Brain network topology evolves nonlinearly across the lifespan, with turning points marking inflections in metrics like global efficiency and modularity, while connectome fingerprints capture individual stability. These features, when integrated, hold untapped potential for predicting cognitive and mental health trajectories, yet their interactive prognostic value remains underexplored amid rising neurodegenerative burdens. This study aimed to delineate individual variability in topological turning points and fingerprint stability, and then harness their synergies to forecast longitudinal outcomes, advancing precision neuroimaging for aging. In a cohort of 736 participants (ages 6–94), we identified four turning points via generalized additive models on diffusion MRI-derived networks.

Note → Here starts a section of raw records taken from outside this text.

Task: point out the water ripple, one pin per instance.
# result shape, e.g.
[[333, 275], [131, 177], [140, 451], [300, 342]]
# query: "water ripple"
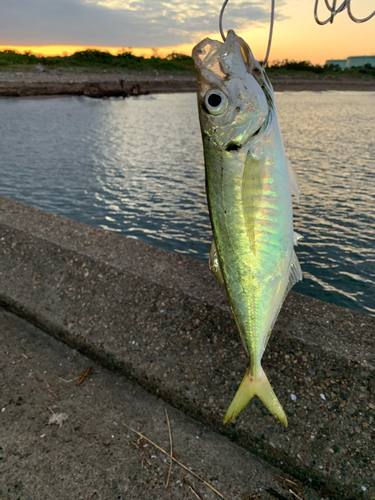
[[135, 166]]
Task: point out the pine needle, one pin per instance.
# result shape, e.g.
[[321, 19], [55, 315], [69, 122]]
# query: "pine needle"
[[171, 452], [177, 461], [82, 376]]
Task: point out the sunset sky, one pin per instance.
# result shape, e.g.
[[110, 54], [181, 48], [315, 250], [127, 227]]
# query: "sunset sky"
[[58, 26]]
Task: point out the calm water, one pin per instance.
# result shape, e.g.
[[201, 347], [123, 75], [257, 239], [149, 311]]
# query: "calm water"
[[135, 166]]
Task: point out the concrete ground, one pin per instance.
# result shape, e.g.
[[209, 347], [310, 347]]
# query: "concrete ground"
[[92, 456]]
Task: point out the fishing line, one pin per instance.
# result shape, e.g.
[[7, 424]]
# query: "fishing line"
[[332, 9], [264, 62], [346, 4]]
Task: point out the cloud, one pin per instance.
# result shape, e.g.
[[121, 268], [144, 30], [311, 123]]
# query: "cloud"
[[126, 23]]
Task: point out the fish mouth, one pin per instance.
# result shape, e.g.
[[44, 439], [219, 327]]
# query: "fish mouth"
[[236, 146]]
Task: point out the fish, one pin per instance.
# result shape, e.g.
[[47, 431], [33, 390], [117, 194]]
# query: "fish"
[[249, 185]]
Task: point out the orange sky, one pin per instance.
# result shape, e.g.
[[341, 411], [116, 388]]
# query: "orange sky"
[[297, 37]]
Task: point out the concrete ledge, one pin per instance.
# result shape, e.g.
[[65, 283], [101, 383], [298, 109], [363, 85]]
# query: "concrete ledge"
[[161, 320]]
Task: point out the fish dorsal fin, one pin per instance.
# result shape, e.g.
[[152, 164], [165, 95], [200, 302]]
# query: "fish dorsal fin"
[[295, 272], [214, 262], [293, 179]]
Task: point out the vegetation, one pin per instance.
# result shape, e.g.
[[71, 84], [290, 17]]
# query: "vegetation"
[[91, 59], [96, 59], [307, 68]]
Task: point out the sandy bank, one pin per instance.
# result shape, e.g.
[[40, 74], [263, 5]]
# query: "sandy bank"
[[48, 83]]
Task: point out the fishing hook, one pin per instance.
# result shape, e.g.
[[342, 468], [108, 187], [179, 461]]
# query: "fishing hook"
[[264, 62], [332, 9]]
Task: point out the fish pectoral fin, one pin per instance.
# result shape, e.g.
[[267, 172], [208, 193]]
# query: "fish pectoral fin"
[[295, 272], [251, 386], [214, 262], [296, 237], [293, 179]]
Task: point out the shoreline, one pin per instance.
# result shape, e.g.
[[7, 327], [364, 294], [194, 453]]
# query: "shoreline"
[[160, 320], [51, 83]]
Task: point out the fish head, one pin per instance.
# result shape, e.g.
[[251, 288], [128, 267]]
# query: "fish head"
[[235, 97]]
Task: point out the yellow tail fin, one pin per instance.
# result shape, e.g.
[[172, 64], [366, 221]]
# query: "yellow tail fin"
[[251, 386]]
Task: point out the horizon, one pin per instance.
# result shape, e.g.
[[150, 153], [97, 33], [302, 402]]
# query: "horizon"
[[68, 50], [65, 26]]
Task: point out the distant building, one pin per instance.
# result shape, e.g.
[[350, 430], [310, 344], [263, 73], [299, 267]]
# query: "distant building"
[[354, 61], [339, 62]]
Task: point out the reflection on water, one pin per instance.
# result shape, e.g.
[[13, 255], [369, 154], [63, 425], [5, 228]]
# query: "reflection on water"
[[135, 166]]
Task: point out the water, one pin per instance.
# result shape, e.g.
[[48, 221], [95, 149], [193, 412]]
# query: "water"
[[135, 166]]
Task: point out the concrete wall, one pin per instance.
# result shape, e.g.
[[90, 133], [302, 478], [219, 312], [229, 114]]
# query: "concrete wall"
[[161, 320]]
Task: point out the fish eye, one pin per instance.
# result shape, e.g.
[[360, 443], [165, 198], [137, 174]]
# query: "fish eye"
[[215, 102]]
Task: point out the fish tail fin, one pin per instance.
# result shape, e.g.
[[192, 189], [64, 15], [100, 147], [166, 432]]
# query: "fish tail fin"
[[251, 386]]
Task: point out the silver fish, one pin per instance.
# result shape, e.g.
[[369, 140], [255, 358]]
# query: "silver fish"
[[248, 184]]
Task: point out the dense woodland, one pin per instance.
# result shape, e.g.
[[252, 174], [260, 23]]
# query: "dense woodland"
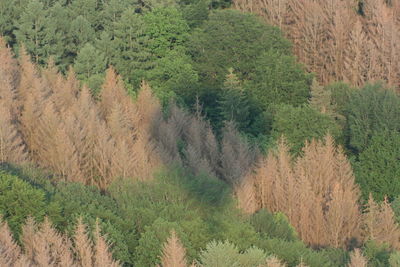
[[204, 133]]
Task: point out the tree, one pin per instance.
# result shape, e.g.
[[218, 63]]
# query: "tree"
[[369, 111], [90, 65], [166, 30], [231, 39], [301, 124], [379, 224], [174, 78], [18, 200], [279, 79], [316, 192], [32, 30], [132, 56], [174, 254], [234, 104], [378, 167], [357, 259]]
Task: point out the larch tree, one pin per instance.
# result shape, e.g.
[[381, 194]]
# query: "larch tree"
[[322, 181]]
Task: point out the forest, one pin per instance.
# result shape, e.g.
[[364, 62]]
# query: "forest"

Fingerprint stability was quantified via intra-individual correlations (N = 150 longitudinal subsample). Predictive linear models (N = 150, 20-year follow-ups) integrated baseline fingerprints, turning point interactions, and genetic/environmental covariates to prognose cognitive/mental health declines. Turning points exhibited bimodal age distributions (e.g., global efficiency rank 1: 29.6 ± 18.7 years) with decreasing magnitudes and genetic-null correlations (r ≈ 0). Fingerprints showed high stability (0.907 ± 0.043), decaying across epochs (p = 0.002), and were heritably anchored (r = 0.809). Models achieved R² = 0.746 (cognitive) and 0.706 (mental health), driven by reserve × turning point interactions (β = -0.0055), stratifying high-risk accelerations (d = 0.115). We pioneer hybrid fingerprint-turning point frameworks, revealing epochal reconfiguration hotspots and archetype-based risk profiles, extending static Connectomics to dynamic, individualized chronometers. Topological turning points and fingerprints synergize as biographical scaffolds of brain health, demystifying heterogeneous aging. Deploy fingerprint-tailored screenings at turning point thresholds to preempt declines via targeted interventions.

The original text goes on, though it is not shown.